As for the future, Gold said, “I would really like to see our recommendations implemented and the issue being given a higher priority, particularly since I think there's much that can be done without spending a lot of money. And those are resources unfortunately NASA lacks, it's in a very difficult budget situation.”
The misalignment of priorities is key. A scarcity mindset toward funding has probably been part of NASA culture since the moon landings stopped. Scientists of all stripes have their preferred wish list that they would like NASA to prioritize, and all the jockeying that entails (moon landings vs. Mars missions vs. the space station; robots vs. human space exploration; atmospheric studies vs. technosignatures; astrobiology on Europa vs. Enceladus vs. Venus; deep space telescopes vs. asteroid retrievals, and on and on). There’s only enough money to do a fraction of what everyone at NASA wants to do. Adding UAP to the list is a big ask. Only a small minority are asking for it, while the majority do not even take the issue seriously. The underlying science is sparse, and there are no guarantees of a future return on investment. What the astronomer and astrobiologist Adam Frank said last year about scientists’ reluctance to study UFOs is true for NASA: “to take on a new project, you don't just dip in and dip out. It's literally, you're betting your life. To change topics, you're going to spend a year, five years, a decade…. Scientists are just like, ‘You're asking me to spend decades of my life on something that's going to end up, I'm going to find out that somebody was hoaxing or that the data wasn't very good.”999
But with any new field of science, you have to start somewhere, and this is what Gold advocated for while on the Study Team, forming an office within NASA that would become an institutional beachhead from which the field of UAP science could spread. “Something very modest, maybe it's just a couple of people that would be dedicated to it,” he told me, adding, “we could do something small, and I think the issue is important enough to justify it.” UAP only made it onto the very bottom of NASA’s long list of priorities in 2022 and 2023 because Bill Nelson was one of the few people, like Gold, for whom UAP was a personal priority. In the end, it seems, this was not enough to make the effort sustainable.
That said, Gold was cautiously optimistic that the next administration would pick up the ball where the Study Team left it.
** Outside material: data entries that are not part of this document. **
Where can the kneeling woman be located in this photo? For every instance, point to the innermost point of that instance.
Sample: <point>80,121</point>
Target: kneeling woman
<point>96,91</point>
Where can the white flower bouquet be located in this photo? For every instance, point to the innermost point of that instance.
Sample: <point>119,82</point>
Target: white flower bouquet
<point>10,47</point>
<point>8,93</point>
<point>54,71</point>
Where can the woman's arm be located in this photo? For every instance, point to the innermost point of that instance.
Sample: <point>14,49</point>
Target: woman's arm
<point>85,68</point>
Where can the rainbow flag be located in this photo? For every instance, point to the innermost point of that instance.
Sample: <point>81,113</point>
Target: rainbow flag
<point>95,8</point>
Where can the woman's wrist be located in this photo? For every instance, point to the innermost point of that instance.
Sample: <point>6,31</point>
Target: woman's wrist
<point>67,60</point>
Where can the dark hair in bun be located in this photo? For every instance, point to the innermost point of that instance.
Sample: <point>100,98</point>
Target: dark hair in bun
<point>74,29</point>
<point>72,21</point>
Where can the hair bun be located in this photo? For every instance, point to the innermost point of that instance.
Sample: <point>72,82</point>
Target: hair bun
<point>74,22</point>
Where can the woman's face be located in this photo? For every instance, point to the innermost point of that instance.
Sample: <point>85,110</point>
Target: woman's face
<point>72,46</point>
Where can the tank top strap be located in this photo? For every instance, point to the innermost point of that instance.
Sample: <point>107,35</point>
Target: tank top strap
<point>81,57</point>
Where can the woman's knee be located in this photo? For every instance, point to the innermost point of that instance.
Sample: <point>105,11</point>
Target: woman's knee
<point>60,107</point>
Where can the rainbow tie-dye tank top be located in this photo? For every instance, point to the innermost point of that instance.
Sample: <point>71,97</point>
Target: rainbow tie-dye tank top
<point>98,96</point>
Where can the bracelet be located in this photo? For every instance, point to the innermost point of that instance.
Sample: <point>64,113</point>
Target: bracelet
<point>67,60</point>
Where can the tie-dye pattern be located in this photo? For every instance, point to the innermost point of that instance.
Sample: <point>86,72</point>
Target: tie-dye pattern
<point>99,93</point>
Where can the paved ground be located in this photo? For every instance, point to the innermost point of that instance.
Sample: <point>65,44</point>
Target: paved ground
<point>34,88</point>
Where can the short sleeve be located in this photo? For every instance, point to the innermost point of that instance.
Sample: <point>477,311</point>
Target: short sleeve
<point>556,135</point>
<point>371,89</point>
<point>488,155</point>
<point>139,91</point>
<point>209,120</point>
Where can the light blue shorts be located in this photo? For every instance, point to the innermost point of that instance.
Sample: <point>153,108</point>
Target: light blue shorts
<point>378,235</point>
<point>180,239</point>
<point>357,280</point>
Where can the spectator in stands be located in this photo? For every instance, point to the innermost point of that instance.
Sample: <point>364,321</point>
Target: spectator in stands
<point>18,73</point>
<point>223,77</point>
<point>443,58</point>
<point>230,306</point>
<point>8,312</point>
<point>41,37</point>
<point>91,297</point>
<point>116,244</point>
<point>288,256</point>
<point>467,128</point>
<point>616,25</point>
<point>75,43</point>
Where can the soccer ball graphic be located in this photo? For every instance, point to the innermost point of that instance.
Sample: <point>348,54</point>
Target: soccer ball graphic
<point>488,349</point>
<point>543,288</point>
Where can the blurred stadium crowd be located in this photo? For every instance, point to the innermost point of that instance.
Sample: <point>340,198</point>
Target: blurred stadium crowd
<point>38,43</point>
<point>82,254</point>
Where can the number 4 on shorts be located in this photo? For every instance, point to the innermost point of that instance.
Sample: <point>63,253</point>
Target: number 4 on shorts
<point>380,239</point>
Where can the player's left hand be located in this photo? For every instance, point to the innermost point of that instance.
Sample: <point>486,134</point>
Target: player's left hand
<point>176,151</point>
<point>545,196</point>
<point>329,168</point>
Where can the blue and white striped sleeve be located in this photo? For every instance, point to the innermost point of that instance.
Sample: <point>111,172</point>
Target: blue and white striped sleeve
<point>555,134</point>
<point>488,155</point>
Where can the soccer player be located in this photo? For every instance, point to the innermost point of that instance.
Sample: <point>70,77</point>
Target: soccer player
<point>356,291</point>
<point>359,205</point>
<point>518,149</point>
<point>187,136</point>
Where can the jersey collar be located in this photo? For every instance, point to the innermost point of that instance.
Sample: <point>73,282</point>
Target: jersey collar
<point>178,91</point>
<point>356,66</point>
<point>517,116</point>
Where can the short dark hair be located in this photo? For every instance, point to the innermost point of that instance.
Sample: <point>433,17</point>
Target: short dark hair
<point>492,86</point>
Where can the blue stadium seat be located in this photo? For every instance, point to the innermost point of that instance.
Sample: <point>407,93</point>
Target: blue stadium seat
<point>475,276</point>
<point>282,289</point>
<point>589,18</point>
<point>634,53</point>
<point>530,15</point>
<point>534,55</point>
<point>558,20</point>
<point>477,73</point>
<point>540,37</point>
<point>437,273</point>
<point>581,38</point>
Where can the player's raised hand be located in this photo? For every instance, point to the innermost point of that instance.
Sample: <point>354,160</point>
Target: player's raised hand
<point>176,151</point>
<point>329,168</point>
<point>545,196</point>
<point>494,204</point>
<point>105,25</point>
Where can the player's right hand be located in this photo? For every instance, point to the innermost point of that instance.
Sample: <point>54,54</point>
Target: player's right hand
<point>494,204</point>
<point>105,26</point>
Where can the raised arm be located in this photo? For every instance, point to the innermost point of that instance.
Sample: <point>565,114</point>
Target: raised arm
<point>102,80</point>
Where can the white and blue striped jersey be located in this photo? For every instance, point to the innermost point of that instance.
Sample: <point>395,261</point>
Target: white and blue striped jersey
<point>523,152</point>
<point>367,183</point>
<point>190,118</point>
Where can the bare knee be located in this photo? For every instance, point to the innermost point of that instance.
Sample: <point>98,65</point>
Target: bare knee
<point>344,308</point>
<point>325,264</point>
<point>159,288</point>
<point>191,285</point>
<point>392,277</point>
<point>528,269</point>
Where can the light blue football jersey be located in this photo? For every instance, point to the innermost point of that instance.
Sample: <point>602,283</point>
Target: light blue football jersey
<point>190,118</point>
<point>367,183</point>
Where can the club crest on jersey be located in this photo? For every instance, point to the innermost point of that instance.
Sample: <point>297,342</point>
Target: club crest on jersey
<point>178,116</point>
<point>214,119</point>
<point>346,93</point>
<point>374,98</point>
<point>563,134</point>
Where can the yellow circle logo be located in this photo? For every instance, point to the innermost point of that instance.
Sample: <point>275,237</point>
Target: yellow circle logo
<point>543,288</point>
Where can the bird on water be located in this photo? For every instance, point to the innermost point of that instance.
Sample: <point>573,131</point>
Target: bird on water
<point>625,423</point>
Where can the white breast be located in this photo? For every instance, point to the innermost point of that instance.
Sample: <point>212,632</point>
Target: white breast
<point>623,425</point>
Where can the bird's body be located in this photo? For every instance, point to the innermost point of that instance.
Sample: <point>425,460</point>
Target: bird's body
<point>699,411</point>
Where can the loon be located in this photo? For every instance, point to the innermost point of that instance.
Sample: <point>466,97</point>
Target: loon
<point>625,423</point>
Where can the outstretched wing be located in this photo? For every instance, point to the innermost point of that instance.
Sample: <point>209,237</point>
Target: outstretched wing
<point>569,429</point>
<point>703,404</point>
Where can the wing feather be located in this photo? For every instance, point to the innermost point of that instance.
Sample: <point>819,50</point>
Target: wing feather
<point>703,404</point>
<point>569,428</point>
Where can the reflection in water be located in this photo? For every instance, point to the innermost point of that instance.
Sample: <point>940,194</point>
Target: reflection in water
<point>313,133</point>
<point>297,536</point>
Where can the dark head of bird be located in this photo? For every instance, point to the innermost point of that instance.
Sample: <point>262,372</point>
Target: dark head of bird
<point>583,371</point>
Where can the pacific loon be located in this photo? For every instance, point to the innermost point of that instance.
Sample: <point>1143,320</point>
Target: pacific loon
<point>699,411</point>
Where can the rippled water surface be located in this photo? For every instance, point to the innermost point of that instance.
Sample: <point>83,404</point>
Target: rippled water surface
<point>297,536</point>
We spoke on January 7, 2025, two weeks before President Biden would hand the Executive Branch back to Donald Trump, and Bill Nelson would leave NASA to Trump’s appointee, not to mention turnover in DoD/IC leadership, who would have a large say in the classification levels of any UAP data. Gold’s optimism was based on no more inside knowledge than what you read in the newspaper, that Trump was bringing into his cabinet “people who are strong supporters of disclosure and have been involved in UAP,” such as Marco Rubio. He said, “my hope is that with the incoming administration at NASA, across the government, that the issue will be taken more seriously, and one of the things that should be done is implementing what I believe are relatively modest, common sense, low-cost recommendations of the UAP independent study team.” To what extent this optimism will pan out will be the thing to watch in 2025 and 2026. All we know is that the optimism of 2023 did not pan out in 2024.
I will let Gold sum up the UAP situation at NASA in 2024: “I felt good about the fact that there was an individual [McInerney] assigned to it. I'm now concerned that that individual is no longer assigned to support UAP, but remain hopeful that under the new administration, government wide, not just at NASA, that the issue will be taken much more seriously.”